CHASE 2026
Mon 13 - Tue 14 April 2026 Rio de Janeiro, Brazil
co-located with ICSE 2026

Dr. Tayana Conte - The Component We Do Not Factor In: How Human Behavior and Judgment Shape Everyday Decisions, Practices, and Collaboration in Software Teams

Abstract: Humans, software engineers as well as other stakeholders, play a pivotal role in shaping project outcomes and success in Software Engineering (SE). Yet, many SE practices still rely on assumptions of rationality that overlook how human behavior and judgment influence everyday decisions, collaboration, and coordination within software teams. Similar to the way Behavioral Economics has become integral to Economics, Behavioral Software Engineering offers a lens to better understand phenomena such as heuristics and biases, nudges, and choice architecture in SE contexts. While these concepts are increasingly recognized in the literature, they remain difficult to systematically account for in practice. Even when approaches explicitly aim to support decision-making, such as techniques to improve negotiation or estimation practices, we often dismiss them in favor of purely technical methods, assuming that established technical solutions are sufficient. The recurring mismatch between technical estimates and actual project outcomes suggests otherwise. In this keynote, I argue that, while Behavioral Software Engineering is not an entirely new idea, it is time to more fully embrace it as a core perspective for understanding, improving, and effectively changing software development practices. By acknowledging how human behavior and judgment shape everyday work, we can better explain persistent challenges in software projects and open new opportunities for more effective, human-centered interventions in software teams.
Tayana Conte Dr.

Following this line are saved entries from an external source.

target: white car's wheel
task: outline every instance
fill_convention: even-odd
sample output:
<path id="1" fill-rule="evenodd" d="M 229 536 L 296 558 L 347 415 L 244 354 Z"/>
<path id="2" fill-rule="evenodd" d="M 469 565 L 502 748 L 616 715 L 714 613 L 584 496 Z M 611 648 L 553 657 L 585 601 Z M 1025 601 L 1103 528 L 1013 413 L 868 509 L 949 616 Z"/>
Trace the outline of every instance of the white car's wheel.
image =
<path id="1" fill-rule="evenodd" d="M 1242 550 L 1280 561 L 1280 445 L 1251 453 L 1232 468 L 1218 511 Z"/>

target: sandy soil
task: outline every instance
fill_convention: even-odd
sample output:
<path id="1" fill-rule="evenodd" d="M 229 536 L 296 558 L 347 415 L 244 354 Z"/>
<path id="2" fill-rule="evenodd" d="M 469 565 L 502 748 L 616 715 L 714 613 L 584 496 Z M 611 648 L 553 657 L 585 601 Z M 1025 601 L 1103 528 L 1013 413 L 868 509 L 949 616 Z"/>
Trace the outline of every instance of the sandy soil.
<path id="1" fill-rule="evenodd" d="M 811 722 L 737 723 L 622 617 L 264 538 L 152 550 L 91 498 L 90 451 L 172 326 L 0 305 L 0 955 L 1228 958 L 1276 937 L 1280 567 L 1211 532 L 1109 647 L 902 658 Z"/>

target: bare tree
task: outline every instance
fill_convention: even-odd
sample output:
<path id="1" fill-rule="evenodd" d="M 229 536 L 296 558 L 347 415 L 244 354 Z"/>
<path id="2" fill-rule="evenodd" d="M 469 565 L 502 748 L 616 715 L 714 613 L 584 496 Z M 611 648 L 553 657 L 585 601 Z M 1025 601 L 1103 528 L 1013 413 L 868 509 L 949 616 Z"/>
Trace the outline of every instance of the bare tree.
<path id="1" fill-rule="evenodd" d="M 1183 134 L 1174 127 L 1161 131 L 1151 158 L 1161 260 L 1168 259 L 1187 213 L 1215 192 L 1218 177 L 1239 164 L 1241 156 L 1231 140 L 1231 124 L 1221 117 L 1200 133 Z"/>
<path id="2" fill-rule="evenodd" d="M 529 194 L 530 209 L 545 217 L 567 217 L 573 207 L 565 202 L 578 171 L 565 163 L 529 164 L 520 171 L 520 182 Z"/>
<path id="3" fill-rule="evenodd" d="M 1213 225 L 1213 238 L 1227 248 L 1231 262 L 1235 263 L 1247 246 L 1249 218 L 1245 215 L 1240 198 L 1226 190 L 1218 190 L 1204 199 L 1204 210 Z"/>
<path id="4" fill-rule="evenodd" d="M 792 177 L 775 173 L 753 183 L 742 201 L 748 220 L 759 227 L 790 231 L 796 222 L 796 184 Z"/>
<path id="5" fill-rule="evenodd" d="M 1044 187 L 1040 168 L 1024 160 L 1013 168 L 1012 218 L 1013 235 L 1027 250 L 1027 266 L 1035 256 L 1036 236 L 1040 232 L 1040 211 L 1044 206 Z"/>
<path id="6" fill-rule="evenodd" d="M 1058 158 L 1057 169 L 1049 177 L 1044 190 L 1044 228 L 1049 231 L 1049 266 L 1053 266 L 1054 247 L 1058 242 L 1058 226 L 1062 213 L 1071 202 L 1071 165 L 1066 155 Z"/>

Tayana Conte is an Associate Professor at the Federal University of Amazonas (UFAM), Brazil, where she leads the USES (UX and Software Engineering) Research Group. Her research focuses on user experience, human factors in software development, software quality, and empirical software engineering. She has authored over 300 publications and supervised more than 45 graduate theses and dissertations. Tayana serves as Editor-in-Chief of the Journal of Software Engineering Research and Development (JSERD) and as Associate Editor of Empirical Software Engineering (EMSE), Science of Computer Programming (SCP), and ACM Transactions on Software Engineering and Methodology (TOSEM). In 2023, she became the first Latin American recipient of the IEEE TCSE Distinguished Education Award.

Dr. Markus Borg - Behavioral Code Analysis in the Wake of Agentic AI

Abstract: Just like yesteryear, AI is on everyone’s minds in the software industry. From my vantage point at CodeScene, I encounter a wide range of human reactions in discussions with our customers. All feelings are valid, and the Gibson quote “The future is already here, it’s just not very evenly distributed” is in full swing – especially from the perspective of AI agents. Few developers are entirely leaving out LLM assistance these days, but the use of coding agents varies widely. What happens to collaboration, learning, and responsibility as teams shift to hybrid human-AI development? In this keynote, I argue that behavioral code analysis becomes even more important as AI gets agency. By focusing on social signals such as knowledge distribution, ownership, and coordination, we can mitigate challenges related to provenance, deskilling, and maintainability. I share a personal perspective with elements of industry-academia collaboration, reflections from a tool vendor, research highlights, and new case study results with our partner loveholidays.
Markus Borg Dr. Markus Borg is a leading figure in the confluence of software engineering and applied artificial intelligence. With dual roles as a principal researcher at CodeScene and an adjunct associate professor at Lund University, his work primarily focuses on enhancing the engineering of software and data-intensive systems through innovative research. He is especially passionate about the maintainability of software, striving to improve code health and sustainability over its lifecycle. Dr. Borg serves on the editorial board of Empirical Software Engineering and is a department editor for IEEE Software. He is a faculty member of Empirical Software Engineering and is a department editor for WASP.